There are two different things we call a “reduced density matrix.” They’re related, but they don’t have the same properties.
The first is going to look something like D_pq = <Psi | a^p a_q | Psi>. This formulation is great for methods that give you a specific wavefunction that you can take an expectation value of. This is the form you need to get D(r, r’) = \sum D_pq phi_p(r) phi_q(r’). One of the other great things about this formulation is that computing one-electron properties is, naively, straightforward. The expectation value of a one-electron property is computed simply as I_pq D_pq, where I is your integrals. There are other ways of computing properties, of course, and those lead to variations of the density matrix. This is important for specialists but is beyond the scope of what this question needs.

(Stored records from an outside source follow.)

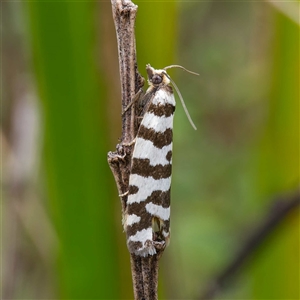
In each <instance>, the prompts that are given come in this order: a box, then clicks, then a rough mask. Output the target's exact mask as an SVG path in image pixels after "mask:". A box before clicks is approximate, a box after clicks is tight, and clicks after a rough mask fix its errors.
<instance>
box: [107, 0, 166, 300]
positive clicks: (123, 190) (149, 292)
mask: <svg viewBox="0 0 300 300" xmlns="http://www.w3.org/2000/svg"><path fill="white" fill-rule="evenodd" d="M111 3H112V11H113V18H114V23H115V27H116V33H117V41H118V53H119V67H120V78H121V95H122V112H123V114H122V137H121V143H120V144H118V145H117V151H116V152H109V153H108V163H109V166H110V168H111V171H112V173H113V175H114V178H115V181H116V184H117V188H118V192H119V195H120V198H121V204H122V215H123V220H124V213H125V209H126V202H127V192H128V183H129V175H130V165H131V157H132V151H133V146H132V144H131V142H132V141H133V139H134V138H135V136H136V133H137V129H138V128H137V123H136V109H135V104H134V103H133V104H132V105H130V104H131V103H132V99H134V96H135V95H136V94H137V93H138V92H139V91H140V89H141V87H142V86H143V84H144V78H143V77H142V76H141V75H140V74H139V73H138V71H137V63H136V48H135V35H134V23H135V18H136V12H137V6H136V5H134V4H133V3H132V2H131V1H129V0H111ZM128 108H130V109H128ZM161 254H162V253H157V254H156V255H152V256H151V255H149V256H147V257H141V256H137V255H135V254H132V253H131V254H130V256H131V257H130V261H131V272H132V281H133V290H134V298H135V300H142V299H143V300H156V299H157V285H158V260H159V258H160V256H161Z"/></svg>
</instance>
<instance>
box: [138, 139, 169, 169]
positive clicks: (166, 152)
mask: <svg viewBox="0 0 300 300" xmlns="http://www.w3.org/2000/svg"><path fill="white" fill-rule="evenodd" d="M169 151H172V143H171V144H169V145H167V146H164V147H162V148H161V149H159V148H157V147H155V146H154V145H153V143H152V142H151V141H149V140H144V139H142V138H137V139H136V143H135V147H134V150H133V155H132V156H133V157H134V158H142V159H144V158H148V159H149V164H150V165H151V166H156V165H163V166H165V165H169V164H171V163H172V162H171V161H168V160H167V158H166V156H167V154H168V152H169Z"/></svg>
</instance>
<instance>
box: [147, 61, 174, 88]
mask: <svg viewBox="0 0 300 300" xmlns="http://www.w3.org/2000/svg"><path fill="white" fill-rule="evenodd" d="M146 70H147V74H148V83H149V85H150V86H160V85H168V84H169V83H170V79H169V76H168V74H167V72H166V71H165V70H155V69H154V68H152V67H151V66H150V65H149V64H148V65H146Z"/></svg>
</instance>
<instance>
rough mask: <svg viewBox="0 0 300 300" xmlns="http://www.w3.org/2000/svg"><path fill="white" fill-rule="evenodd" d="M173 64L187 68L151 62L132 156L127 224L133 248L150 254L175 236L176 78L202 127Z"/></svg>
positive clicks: (143, 98) (145, 255)
mask: <svg viewBox="0 0 300 300" xmlns="http://www.w3.org/2000/svg"><path fill="white" fill-rule="evenodd" d="M172 67H179V68H182V69H184V70H186V69H185V68H183V67H181V66H177V65H172V66H169V67H166V68H164V69H162V70H156V69H154V68H152V67H151V66H150V65H149V64H148V65H147V66H146V70H147V74H148V84H149V88H148V89H147V91H146V94H145V95H144V97H143V98H142V100H141V102H142V103H143V107H144V108H143V112H142V121H141V123H140V125H139V129H138V132H137V135H136V138H135V143H134V149H133V154H132V160H131V172H130V177H129V191H128V198H127V203H126V210H125V217H124V230H125V232H126V236H127V246H128V249H129V251H130V252H131V253H134V254H136V255H139V256H144V257H145V256H148V255H154V254H156V253H158V251H160V250H164V248H165V247H166V246H167V245H168V244H169V241H170V191H171V174H172V173H171V171H172V138H173V118H174V112H175V105H176V102H175V98H174V93H173V89H172V86H171V85H170V84H171V83H172V84H173V86H174V88H175V89H176V91H177V93H178V95H179V98H180V100H181V102H182V104H183V107H184V110H185V112H186V114H187V117H188V119H189V121H190V122H191V124H192V126H193V127H194V129H196V127H195V125H194V123H193V122H192V120H191V118H190V115H189V113H188V111H187V109H186V107H185V105H184V102H183V99H182V96H181V94H180V92H179V89H178V88H177V86H176V84H175V83H174V82H173V80H172V79H171V78H170V76H169V75H168V74H167V72H166V70H167V69H168V68H172ZM186 71H188V70H186ZM188 72H190V71H188ZM191 73H193V72H191ZM193 74H196V73H193ZM196 75H198V74H196Z"/></svg>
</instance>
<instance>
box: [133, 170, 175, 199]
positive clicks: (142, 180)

Implicit in all of this is the assumption that we’re working with orthonormal orbitals. This assumes that your property integrals are expressed in terms of orthonormal orbitals, and this is often an inconvenient thing to assume. What we do in those cases is write I_pq D_pq = I_mn (C_mp C_nq D_pq). This gives us an AO “density matrix” that we can just contract against AO-basis integrals and get the correct numbers. This C_mp C_nq D_pq is also called the AO density matrix. But this isn’t really a density matrix. It’s something that acts like a density matrix for one very specific purpose : contracting against AO-basis integrals to get properties.

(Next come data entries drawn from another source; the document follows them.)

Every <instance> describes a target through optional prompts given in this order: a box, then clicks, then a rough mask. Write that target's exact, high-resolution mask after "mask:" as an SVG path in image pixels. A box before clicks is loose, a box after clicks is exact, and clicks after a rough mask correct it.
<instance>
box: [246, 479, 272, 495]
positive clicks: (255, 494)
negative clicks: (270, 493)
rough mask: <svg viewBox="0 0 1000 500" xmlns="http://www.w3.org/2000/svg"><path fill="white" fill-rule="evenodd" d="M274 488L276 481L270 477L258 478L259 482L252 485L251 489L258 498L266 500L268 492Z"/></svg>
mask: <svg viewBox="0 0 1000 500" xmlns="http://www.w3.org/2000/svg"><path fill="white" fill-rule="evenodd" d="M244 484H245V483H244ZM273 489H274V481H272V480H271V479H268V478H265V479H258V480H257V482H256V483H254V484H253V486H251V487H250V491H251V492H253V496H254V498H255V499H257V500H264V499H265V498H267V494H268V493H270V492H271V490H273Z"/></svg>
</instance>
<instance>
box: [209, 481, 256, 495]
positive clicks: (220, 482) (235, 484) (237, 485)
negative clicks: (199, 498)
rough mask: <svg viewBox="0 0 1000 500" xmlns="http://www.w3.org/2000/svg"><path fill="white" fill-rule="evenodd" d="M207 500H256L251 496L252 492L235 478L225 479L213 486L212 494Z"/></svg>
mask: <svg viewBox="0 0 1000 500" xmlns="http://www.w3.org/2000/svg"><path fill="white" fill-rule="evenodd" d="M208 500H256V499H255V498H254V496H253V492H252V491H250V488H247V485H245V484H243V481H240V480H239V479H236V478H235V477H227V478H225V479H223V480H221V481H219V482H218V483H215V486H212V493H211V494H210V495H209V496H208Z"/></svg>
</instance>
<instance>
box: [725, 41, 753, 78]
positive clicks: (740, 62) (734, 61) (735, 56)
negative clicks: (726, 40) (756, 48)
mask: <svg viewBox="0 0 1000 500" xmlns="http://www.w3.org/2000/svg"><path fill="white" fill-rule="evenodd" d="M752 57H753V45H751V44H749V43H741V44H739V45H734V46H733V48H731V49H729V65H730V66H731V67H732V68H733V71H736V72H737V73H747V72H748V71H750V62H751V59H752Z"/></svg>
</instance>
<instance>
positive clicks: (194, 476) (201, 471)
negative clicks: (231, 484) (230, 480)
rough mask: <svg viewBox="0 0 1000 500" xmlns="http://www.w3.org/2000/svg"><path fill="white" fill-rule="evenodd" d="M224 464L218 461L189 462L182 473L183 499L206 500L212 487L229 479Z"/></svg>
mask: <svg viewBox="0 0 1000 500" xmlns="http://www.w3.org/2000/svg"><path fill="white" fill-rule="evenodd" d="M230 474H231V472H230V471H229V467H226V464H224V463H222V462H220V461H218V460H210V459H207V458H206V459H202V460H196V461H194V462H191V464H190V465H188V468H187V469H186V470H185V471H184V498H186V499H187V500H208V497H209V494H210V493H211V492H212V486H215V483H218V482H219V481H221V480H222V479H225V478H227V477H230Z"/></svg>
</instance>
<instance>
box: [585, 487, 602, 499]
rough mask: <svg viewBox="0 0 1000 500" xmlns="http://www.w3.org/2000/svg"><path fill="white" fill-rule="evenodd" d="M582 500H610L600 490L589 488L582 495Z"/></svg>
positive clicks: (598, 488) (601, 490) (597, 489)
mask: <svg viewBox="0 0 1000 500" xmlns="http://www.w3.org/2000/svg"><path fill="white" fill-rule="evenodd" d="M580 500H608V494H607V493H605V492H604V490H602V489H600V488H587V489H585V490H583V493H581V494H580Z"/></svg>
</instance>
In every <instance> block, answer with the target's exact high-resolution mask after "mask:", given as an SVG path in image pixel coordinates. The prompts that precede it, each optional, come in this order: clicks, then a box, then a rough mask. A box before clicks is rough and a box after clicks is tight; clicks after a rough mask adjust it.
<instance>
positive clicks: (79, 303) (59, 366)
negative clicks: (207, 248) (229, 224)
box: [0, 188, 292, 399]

Now for Hartree-Fock computations, this “AO density matrix” is the only computationally important property. Only people deriving equations need to worry about the actual density matrix. For every actual computation, the AO density matrix is more convenient to work with because it saves you the trouble of transforming integrals into the MO basis.
So, what does this have to do with electron number? The MO density matrix has the nice property that trace(D) is the number of electrons. What about the AO density matrix?

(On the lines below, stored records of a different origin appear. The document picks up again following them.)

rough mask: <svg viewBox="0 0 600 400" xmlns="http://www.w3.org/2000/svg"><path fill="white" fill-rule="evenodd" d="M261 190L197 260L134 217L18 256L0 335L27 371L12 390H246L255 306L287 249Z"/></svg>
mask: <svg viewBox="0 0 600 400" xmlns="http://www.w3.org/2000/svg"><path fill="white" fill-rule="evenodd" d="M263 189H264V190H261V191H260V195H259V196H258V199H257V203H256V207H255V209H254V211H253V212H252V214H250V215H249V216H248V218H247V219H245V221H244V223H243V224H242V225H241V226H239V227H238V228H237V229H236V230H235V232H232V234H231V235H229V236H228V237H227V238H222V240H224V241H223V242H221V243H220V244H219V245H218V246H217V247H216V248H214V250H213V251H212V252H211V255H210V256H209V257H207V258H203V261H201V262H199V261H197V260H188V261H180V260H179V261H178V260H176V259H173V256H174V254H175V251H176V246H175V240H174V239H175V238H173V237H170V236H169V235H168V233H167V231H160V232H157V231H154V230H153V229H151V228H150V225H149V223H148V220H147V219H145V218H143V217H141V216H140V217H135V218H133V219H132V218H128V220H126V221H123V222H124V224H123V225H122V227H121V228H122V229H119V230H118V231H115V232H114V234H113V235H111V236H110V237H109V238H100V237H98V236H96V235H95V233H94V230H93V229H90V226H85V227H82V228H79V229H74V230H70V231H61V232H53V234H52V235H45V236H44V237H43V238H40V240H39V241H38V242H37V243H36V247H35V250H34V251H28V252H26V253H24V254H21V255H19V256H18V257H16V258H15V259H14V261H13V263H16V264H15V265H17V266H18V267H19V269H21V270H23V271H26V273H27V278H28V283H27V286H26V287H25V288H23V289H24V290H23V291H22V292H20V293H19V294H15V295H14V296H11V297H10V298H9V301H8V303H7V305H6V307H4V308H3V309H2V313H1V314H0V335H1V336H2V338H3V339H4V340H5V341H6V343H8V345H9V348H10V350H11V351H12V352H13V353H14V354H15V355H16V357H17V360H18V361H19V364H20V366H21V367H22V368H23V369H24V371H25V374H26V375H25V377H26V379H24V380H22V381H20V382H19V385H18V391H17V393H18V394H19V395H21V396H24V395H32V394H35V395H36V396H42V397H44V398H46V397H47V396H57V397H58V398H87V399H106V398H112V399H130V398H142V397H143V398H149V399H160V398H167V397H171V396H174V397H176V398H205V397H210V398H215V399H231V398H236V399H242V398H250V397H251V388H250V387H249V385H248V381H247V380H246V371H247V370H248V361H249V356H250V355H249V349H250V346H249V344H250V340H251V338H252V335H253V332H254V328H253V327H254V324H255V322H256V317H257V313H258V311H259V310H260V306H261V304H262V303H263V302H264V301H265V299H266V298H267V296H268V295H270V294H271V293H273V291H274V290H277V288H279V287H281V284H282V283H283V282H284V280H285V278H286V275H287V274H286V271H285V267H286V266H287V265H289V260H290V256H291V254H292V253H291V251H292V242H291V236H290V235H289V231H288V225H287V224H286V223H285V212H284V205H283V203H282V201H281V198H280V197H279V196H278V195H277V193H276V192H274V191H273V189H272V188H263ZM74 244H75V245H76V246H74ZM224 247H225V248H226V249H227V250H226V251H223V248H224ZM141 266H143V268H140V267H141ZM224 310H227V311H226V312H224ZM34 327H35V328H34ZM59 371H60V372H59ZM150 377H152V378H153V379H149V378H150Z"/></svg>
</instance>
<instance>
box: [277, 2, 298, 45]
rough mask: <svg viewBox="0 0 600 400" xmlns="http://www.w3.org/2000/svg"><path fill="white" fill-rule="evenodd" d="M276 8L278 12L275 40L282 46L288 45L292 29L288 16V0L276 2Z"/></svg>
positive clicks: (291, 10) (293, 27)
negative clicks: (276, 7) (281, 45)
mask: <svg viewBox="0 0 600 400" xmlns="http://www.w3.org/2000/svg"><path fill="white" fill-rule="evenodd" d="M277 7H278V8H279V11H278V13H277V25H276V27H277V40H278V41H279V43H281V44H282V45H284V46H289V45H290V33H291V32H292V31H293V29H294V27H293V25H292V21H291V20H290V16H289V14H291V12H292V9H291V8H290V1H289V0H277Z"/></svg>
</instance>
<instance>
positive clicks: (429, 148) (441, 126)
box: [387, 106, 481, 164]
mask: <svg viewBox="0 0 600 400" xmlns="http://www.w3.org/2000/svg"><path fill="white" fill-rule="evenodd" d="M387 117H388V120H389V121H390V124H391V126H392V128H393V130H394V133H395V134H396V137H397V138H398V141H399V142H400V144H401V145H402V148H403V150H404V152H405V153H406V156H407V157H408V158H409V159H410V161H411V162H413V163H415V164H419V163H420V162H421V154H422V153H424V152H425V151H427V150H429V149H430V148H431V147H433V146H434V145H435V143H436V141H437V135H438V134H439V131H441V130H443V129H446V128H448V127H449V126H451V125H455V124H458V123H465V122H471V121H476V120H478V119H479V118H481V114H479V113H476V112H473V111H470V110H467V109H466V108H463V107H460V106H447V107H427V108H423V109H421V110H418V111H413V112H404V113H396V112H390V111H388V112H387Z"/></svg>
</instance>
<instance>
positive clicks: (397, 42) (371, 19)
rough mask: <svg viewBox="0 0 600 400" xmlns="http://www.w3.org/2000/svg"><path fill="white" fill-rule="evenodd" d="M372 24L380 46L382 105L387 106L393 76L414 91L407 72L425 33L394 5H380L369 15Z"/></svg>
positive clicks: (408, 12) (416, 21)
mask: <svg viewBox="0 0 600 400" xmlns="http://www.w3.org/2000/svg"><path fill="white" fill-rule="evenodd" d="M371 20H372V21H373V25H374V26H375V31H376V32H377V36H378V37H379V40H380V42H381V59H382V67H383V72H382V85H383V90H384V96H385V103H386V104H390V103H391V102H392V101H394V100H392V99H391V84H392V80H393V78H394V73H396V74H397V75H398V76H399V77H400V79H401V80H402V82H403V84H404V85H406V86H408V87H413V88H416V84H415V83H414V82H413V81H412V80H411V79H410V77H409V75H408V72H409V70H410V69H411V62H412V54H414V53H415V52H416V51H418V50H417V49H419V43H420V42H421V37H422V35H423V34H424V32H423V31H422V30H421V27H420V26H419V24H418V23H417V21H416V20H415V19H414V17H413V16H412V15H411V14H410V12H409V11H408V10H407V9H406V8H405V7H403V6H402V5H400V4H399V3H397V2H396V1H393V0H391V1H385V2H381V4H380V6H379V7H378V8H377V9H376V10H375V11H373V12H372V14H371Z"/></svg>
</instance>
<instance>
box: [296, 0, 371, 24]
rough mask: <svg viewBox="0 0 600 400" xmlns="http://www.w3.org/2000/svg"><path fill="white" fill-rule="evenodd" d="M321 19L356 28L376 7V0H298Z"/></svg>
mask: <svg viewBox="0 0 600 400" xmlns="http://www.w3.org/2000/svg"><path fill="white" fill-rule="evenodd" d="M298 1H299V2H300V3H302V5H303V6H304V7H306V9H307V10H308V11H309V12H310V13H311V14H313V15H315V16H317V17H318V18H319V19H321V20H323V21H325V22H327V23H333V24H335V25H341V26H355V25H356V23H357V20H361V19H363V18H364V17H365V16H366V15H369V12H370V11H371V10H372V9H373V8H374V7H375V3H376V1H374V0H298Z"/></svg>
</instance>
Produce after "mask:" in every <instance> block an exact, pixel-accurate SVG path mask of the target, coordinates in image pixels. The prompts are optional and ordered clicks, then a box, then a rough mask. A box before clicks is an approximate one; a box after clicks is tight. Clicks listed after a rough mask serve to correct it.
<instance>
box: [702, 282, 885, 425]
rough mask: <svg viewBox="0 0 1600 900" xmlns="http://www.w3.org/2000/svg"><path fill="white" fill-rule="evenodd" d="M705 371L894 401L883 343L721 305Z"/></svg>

num_electrons = \sum_{i occupied} <phi_i, phi_i>
= \sum_{i occupied, mu, nu} <C_mu,i chi_mu, C_nu,i chi_nu>
= \sum_{mu, nu} D_mu,nu <chi_mu, chi_nu>
= \sum_{mu, nu} D_mu,nu S_mu, nu
= trace(D * S)
From there, we can use the cyclic property of the trace to rewrite as trace(S^{1/2} * D * S^{1/2}).
Line 1 used the assumption of orthonormal orbitals, and the jump between lines 2 and 3 used the assumption of a single-determinant wavefunction. I’d need to think more to know whether the trace(D*S) formula is still valid when you don’t have the single-determinant assumption, but in those cases, you probably have the MO density matrix anyways and can just compute the electron number from that.
EDIT: Yes, the tr(D * S) should be valid more generally. C * S * C.T is just going to be the overlap matrix in MOs, which had better be the identity matrix by the orthonormality assumption. In MOs, we already know tr(D) = num. el. by other arguments.